Enhancing skills of adolescents and creating job opportunities for them are very urgent both to protect their rights and for the fact that their numbers are fast increasing, said Population Council Bangladesh Country Director Ubaidur Rob.

Dhiraj Kumar Nath, urban health specialist of Asian Development Bank, opined building social resistance to check harassment and violence against women in urban areas.

School teachers and religion preachers can play an important role in raising public awareness, said SM Biplob, a human rights activist.

Association for Prevention of Septic Abortion, Bangladesh Director Altaf Hossain said gynaecologists should write on the adverse consequences of child marriage on a regular basis and the media should circulate it on a wide range.

Policymakers and civil rights groups must listen to the voices of children and adolescents to address their problems, said columnist and rights activist Parvez Babul.

Ismat Jahan Mouri of Jamuna Television said there should be different types of adolescents clubs or groups at every locality to discuss about their rights. “We are not properly aware about our rights.

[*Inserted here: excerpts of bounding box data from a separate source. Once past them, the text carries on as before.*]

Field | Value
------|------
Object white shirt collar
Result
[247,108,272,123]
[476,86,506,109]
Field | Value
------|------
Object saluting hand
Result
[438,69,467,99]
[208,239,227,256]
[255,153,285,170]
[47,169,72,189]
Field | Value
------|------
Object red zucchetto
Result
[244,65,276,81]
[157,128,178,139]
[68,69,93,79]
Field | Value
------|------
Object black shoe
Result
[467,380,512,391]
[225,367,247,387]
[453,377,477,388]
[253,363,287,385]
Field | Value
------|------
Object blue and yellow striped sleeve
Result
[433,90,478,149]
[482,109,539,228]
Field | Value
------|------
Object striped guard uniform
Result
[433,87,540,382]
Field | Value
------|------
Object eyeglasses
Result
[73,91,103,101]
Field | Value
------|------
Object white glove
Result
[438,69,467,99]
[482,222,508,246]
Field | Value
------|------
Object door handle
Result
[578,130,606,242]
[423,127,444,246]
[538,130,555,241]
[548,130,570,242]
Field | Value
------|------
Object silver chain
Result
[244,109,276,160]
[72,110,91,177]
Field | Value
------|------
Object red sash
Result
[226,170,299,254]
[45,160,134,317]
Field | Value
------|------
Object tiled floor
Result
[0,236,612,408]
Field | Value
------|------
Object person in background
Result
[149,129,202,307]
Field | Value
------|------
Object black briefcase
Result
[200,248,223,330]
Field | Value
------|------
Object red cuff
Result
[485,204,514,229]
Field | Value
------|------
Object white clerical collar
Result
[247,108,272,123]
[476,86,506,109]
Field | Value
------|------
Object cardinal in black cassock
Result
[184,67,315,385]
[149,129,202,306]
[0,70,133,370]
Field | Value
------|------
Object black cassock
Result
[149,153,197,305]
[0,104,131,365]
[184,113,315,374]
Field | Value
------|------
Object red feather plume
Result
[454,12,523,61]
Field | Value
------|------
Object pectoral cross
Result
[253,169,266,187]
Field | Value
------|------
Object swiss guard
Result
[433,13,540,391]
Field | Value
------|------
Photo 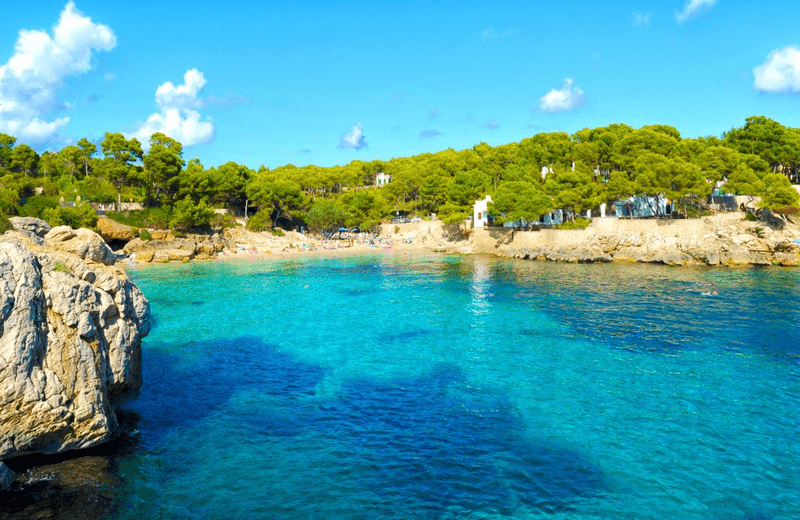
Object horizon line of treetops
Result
[0,116,800,235]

So, we want introduction of a system that will ensure our easy access to rights-related information,” said Shamima Islam Tumpa, a student of class X at Progoti High School in the capital’s Kalshi.

Moderating the function, The Daily Star Managing Editor Salehuddin Ahmed said there was no dearth of laws and policies in Bangladesh but their strict implementation was very essential to protect the rights.

The Daily Star Special Supplements Editor Shahnoor Wahid, Editor of The Independent’s medical journal Stethoscope Dr Maswoodur Rahman, Daily Observer Special Correspondent Saleem Samad and Daily Sun Special Correspondent Tarik Hasan Shahriar also spoke.